Continua da:
1. Aria: aurora consurgens.
2. FUOCO: D’AMORE ACCESI
Dopo aver preso gli accordi necessari, mi presento a casa di Cristina con 100 euri, per una seduta diversa dalle nostre abituali, che non racconto più, dedicata, senza addentrarmi nel BDSM che non pratico, ad esplorare il simbolismo del fuoco, sotto la forma delle fiamme dell’erotismo, con una invenzione particolare. Porto con me le uniche due candele che ho a casa, due candele benedette con immagini religiose, non molto indicate alla circostanza forse, se non per approfondire l’insondabile connessione fra la sacralità e la sensualità, che resta interessante in ogni sua manifestazione. Lei spacchetta delle specie di lumini rossi che si era già procurata.
Rinunciamo all’illuminazione elettrica e, nel buio, accendo una delle mie candele, sul tavolo, e i suoi lumini, ponendoli attorno al letto, che così diventa un catafalco dell’abbraccio fra eros e thánatos, sul comodino e sullo scaffale soprastante. Quindi passo il fuoco ad un’altra delle mie candele e gliela consegno. Siamo nella penombra, nudi, lei davanti allo specchio, io prima discosto e poi vicino al suo corpo. Candela alla mano, le chiedo di illuminare per me le sue tette, la figa, il culo (memorabile lo scorcio di lei che, compiaciuta di sé, si guarda dietro di sbieco), poi il mio cazzo già duro. Sono bagliori soffusi di luce calda che, con effetti di chiaroscuro barocco, di volta in volta riducono tutto il mondo percepito ai particolari della nostra anatomia erogena.

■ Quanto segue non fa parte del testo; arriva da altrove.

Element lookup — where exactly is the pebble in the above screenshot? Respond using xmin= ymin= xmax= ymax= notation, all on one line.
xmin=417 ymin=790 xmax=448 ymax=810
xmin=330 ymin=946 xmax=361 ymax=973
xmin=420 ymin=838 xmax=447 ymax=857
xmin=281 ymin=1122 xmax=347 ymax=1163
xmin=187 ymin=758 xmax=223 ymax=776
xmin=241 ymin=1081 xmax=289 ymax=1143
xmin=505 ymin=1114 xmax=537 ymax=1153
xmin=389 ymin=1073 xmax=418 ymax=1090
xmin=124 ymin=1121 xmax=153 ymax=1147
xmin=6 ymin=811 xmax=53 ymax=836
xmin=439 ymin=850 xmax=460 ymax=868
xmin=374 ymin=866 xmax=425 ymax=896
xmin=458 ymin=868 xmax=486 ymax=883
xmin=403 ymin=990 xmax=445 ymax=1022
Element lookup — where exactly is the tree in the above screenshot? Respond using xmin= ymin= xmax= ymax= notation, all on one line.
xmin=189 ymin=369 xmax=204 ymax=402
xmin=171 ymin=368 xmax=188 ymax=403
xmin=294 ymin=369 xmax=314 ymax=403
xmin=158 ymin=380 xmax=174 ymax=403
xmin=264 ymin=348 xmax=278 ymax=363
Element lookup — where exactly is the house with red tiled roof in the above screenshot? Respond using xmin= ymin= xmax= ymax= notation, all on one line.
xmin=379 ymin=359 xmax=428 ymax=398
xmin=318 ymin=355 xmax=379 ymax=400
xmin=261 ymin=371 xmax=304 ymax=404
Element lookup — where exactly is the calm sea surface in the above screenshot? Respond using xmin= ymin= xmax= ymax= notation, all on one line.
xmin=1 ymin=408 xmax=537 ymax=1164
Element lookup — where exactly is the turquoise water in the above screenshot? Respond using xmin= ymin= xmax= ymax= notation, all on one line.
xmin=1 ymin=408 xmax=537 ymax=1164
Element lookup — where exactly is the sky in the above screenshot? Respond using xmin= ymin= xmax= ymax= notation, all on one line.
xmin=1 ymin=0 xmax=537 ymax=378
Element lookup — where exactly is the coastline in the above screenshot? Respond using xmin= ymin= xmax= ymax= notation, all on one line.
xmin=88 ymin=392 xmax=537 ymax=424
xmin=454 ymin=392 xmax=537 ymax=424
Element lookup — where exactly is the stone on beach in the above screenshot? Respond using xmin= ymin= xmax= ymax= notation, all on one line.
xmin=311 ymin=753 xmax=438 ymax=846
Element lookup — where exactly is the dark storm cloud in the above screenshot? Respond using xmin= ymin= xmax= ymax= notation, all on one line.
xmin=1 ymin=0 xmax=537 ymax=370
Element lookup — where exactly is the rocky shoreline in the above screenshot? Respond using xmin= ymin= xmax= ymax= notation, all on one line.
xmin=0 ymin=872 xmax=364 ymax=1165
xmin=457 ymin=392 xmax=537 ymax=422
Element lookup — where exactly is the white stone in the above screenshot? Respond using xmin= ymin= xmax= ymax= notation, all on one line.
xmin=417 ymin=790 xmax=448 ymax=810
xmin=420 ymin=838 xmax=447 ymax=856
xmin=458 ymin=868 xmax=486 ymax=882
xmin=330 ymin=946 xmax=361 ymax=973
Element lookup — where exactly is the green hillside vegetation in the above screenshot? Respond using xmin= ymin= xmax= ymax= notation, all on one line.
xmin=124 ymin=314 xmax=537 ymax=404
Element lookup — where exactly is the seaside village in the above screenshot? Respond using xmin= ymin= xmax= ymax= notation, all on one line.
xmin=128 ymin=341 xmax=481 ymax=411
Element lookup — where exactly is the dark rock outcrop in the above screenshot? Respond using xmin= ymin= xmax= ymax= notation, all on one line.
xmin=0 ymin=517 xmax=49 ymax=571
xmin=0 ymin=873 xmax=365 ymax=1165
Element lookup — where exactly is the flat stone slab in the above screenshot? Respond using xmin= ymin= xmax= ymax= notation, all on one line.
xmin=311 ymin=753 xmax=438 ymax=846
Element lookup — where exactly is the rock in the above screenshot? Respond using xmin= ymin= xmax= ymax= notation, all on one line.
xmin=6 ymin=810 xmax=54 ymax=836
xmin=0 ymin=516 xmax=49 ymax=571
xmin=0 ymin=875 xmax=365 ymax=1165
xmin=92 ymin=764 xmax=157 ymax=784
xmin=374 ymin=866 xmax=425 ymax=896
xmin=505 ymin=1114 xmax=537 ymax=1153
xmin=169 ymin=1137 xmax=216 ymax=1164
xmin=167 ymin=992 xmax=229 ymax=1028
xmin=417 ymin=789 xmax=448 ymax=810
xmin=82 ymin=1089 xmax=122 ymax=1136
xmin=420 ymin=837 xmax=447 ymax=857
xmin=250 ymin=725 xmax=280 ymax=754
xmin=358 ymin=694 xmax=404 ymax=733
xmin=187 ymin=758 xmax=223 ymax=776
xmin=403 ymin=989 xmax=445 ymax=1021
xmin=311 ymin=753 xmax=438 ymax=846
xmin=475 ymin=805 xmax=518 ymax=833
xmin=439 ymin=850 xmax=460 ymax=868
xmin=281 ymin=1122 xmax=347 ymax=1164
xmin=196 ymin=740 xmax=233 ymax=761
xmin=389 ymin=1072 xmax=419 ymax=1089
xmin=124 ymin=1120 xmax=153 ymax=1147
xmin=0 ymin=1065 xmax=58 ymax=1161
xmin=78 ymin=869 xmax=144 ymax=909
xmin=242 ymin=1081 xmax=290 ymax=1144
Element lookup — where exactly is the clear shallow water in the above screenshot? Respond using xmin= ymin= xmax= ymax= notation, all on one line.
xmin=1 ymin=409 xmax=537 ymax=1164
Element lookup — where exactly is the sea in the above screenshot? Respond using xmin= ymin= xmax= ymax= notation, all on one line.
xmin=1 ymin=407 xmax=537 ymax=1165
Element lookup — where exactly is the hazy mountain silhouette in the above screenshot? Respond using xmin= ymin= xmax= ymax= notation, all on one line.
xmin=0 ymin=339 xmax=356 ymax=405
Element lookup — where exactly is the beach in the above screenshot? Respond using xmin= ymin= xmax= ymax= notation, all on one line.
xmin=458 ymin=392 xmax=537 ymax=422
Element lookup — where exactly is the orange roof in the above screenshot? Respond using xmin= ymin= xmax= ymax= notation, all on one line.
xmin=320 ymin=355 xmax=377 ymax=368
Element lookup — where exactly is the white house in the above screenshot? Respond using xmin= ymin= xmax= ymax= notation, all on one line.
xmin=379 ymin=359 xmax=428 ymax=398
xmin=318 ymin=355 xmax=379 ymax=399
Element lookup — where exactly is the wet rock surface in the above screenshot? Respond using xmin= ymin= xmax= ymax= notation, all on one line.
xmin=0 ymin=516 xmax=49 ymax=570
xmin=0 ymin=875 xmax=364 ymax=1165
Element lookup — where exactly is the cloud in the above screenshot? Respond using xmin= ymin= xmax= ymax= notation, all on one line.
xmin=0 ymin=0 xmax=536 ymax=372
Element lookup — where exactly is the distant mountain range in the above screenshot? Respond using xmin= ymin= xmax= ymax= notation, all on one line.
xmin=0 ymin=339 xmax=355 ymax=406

Poi ci mettiamo a letto e chiedo a Cristina, che impugna sempre la mia candela, di lasciarla sgocciolare sul mio corpo. Mi ispira la scena più famosa di “Body of evidence” , un vecchio filmaccio con Madonna che non mi sognerei di consigliare di guardare per intero, ma che contiene una sequenza giustamente famosa, un gioco di candele cui, nei miei anni verdi e solitari, immagino di aver dedicato anche qualche sega. Vincendo l’iniziale perplessità, Cristina sviluppa autonomamente una notevole intuizione squisitamente libertina, che allude alla combinazione di piacere e tormento e scavalca il suo erotismo di norma più immediato e genuino: avvicina la fiamma alla mia pelle e mi lecca i capezzoli mentre mi fa colare la cera sul petto e sulla pancia, acquisendo subito disinvoltura nel ruolo ambivalente di seviziatrice-ristoratrice. La sensazione è quella di una puntura, con l’unica conseguenza di un temporaneo arrossamento della pelle che in un’ora è già riassorbito (dunque la controindicazione è non avere una moglie con cui giustificarsi).
Svuotato da poco, il mio autocontrollo è massimo e capace di intensificare la serata di passione. Sempre a lume di candela, passiamo attraverso il pompino (protetto) semplice, poi sviluppatosi in un sessantanove, per continuare nell’anale, durante il quale, da me invitata, anche per favorire la penetrazione più profonda, lei si masturba. Continuiamo fino a quando, provata, Cristina mi chiede: “facciamo un po’ di figa?”. Benissimo! Si cambia il preservativo per riprendere il pompino in una diversa posizione (con me inginocchiato e non sdraiato sul letto), passando poi alla pecorina sulle ginocchia e infine sulla pancia. A questo punto concludiamo fra i cigolii. Noto che nelle posizioni da tergo e sulla pancia Cristina dispone le gambe in una plastica e arrapante posizione a ranocchia. Il viso, invece, lo tiene appoggiato con la guancia sul suo lato sinistro: prendo allora un lumino, che lascia la striscia rosso sangue della sua cera fortunatamente solo sulla spugna da me procurata apposta per non sporcare le coperte della mia ospite, lo avvicino, sul letto, per rischiarare nell’oscurità l’espressione, via via cedevole alle sensazioni, di questa ragazza che, pur non essendo una passionale di natura, sa lasciarsi coinvolgere.